How to Try an Elimination Diet

The standard approach is to remove cow’s milk first, since it has the strongest evidence behind it. Cut all dairy, including hidden sources like whey and casein in processed foods. If your baby’s symptoms haven’t improved, you can broaden the elimination to include eggs, nuts, wheat, and soy.

Give each elimination trial at least 2 to 3 weeks before judging whether it’s working. Some proteins can linger in breast milk for days, and your baby’s gut needs time to calm down. Research on cow’s milk protein sensitivity shows meaningful symptom improvement after 3 to 4 weeks of a strict elimination diet. If you see no change after that window, the food you removed probably isn’t the culprit, and you can add it back.

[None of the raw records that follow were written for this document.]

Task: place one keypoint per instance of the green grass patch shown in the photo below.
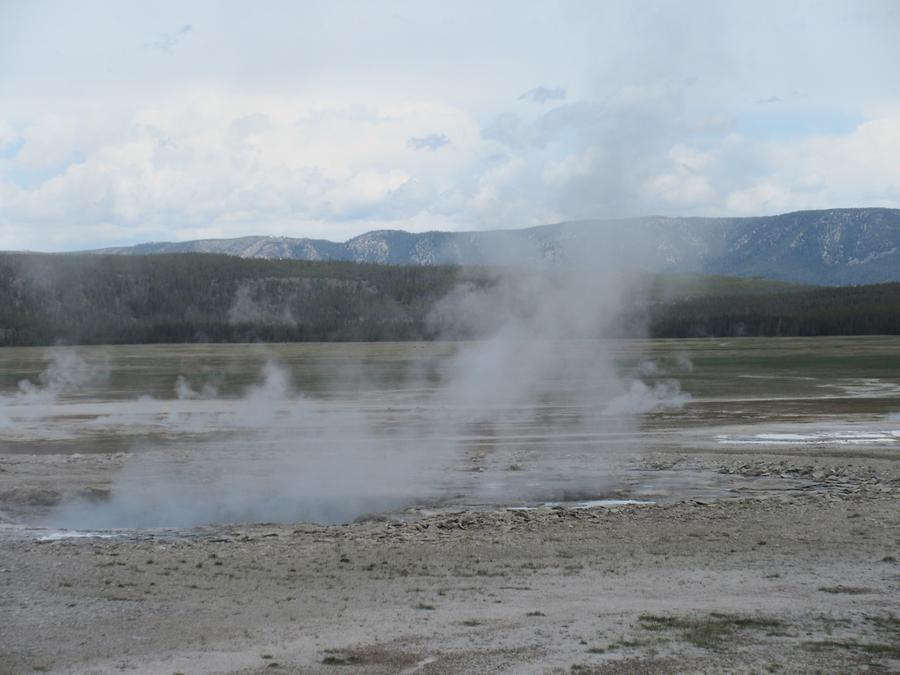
(707, 632)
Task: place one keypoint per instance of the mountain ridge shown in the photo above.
(829, 247)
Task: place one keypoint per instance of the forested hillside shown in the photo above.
(92, 299)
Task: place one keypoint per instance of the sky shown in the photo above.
(123, 122)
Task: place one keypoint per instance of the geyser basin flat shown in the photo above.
(288, 435)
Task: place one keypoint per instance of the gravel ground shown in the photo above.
(796, 581)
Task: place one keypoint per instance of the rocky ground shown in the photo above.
(805, 580)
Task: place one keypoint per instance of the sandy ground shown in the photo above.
(800, 581)
(772, 544)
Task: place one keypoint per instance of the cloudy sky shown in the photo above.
(126, 121)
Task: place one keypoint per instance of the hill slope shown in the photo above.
(833, 247)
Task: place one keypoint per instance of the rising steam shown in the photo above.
(278, 454)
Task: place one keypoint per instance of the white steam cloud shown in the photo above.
(278, 454)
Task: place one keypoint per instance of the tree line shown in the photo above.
(108, 299)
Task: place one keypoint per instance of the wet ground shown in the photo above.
(87, 425)
(746, 519)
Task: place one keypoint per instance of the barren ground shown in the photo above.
(799, 578)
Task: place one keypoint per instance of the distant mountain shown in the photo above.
(831, 247)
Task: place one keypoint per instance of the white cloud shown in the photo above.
(331, 119)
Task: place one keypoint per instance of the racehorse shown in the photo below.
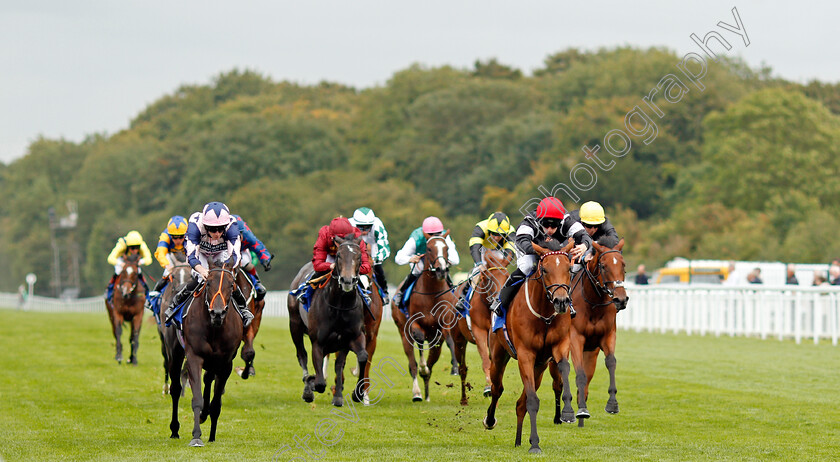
(598, 294)
(335, 323)
(248, 351)
(126, 305)
(431, 313)
(485, 288)
(179, 276)
(211, 339)
(538, 325)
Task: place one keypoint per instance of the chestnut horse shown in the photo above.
(539, 326)
(335, 323)
(598, 294)
(212, 334)
(256, 307)
(485, 288)
(126, 305)
(431, 313)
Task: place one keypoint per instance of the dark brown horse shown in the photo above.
(335, 323)
(178, 277)
(431, 313)
(486, 286)
(539, 327)
(598, 293)
(212, 334)
(256, 307)
(126, 305)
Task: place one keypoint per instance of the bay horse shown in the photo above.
(211, 339)
(431, 313)
(256, 307)
(335, 323)
(539, 325)
(598, 294)
(126, 305)
(485, 288)
(179, 276)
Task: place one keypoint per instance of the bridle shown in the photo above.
(550, 289)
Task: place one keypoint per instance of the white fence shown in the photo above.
(781, 311)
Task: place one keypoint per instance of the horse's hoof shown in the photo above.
(488, 426)
(308, 396)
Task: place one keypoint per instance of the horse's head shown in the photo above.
(609, 272)
(128, 277)
(218, 292)
(437, 255)
(348, 260)
(554, 272)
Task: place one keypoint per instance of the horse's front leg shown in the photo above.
(320, 384)
(359, 346)
(222, 376)
(194, 366)
(340, 361)
(136, 324)
(499, 360)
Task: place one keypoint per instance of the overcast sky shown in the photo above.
(74, 68)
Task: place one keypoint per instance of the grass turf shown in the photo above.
(63, 397)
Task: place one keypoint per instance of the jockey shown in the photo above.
(376, 238)
(131, 244)
(325, 249)
(550, 225)
(211, 237)
(170, 242)
(250, 242)
(493, 233)
(415, 247)
(591, 216)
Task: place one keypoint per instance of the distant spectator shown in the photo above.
(755, 277)
(819, 279)
(791, 279)
(641, 277)
(834, 275)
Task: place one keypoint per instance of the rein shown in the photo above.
(549, 292)
(600, 288)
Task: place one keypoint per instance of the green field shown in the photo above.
(62, 397)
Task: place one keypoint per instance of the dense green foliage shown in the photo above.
(681, 398)
(745, 169)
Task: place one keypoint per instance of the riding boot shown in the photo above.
(242, 306)
(407, 282)
(508, 292)
(379, 275)
(179, 298)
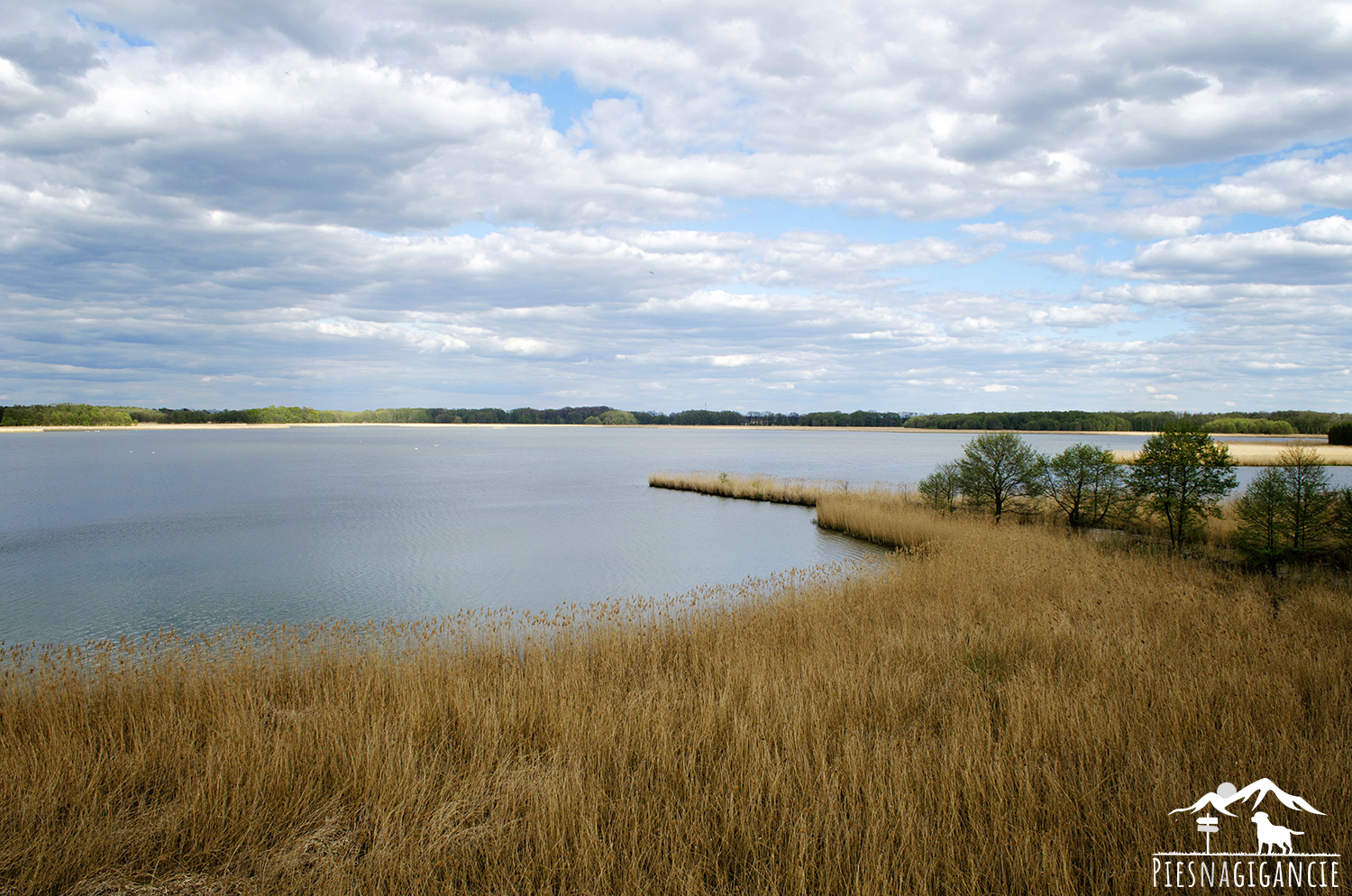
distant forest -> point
(1256, 424)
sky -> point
(921, 206)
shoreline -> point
(1089, 435)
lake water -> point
(119, 533)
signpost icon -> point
(1208, 825)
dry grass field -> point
(1009, 711)
(1267, 453)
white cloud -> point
(329, 203)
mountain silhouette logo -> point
(1275, 863)
(1227, 795)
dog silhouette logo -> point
(1275, 861)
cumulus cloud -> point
(532, 200)
(1317, 251)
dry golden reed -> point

When you do reintroduce a food, do it one at a time and watch for a return of symptoms over the following few days. This confirmation step matters because it tells you whether the improvement was actually tied to the dietary change or just coincided with your baby naturally outgrowing a fussy phase.

Diet Isn’t Always the Answer

Colic affects roughly 16% of infants, and studies have found no overall difference in colic rates between breastfed and formula-fed babies. That means most colic has nothing to do with what’s passing through breast milk. Immature gut development, differences in gut bacteria, and overstimulation all play roles that have nothing to do with your dinner plate.

A network meta-analysis comparing different colic treatments found that dietary changes reduced total crying by about 37 hours over a 3- to 4-week period, while a specific probiotic strain reduced crying by about 51 hours over the same timeframe. Both outperformed other interventions, but the point is that multiple approaches can help, and they work through different mechanisms. For many families, the best strategy combines dietary adjustments with other soothing techniques rather than relying on food elimination alone.

If you’ve removed the major trigger foods for a full month and your baby’s crying pattern hasn’t budged, the colic is very likely unrelated to your diet. Most babies outgrow colic by 3 to 4 months regardless of any intervention.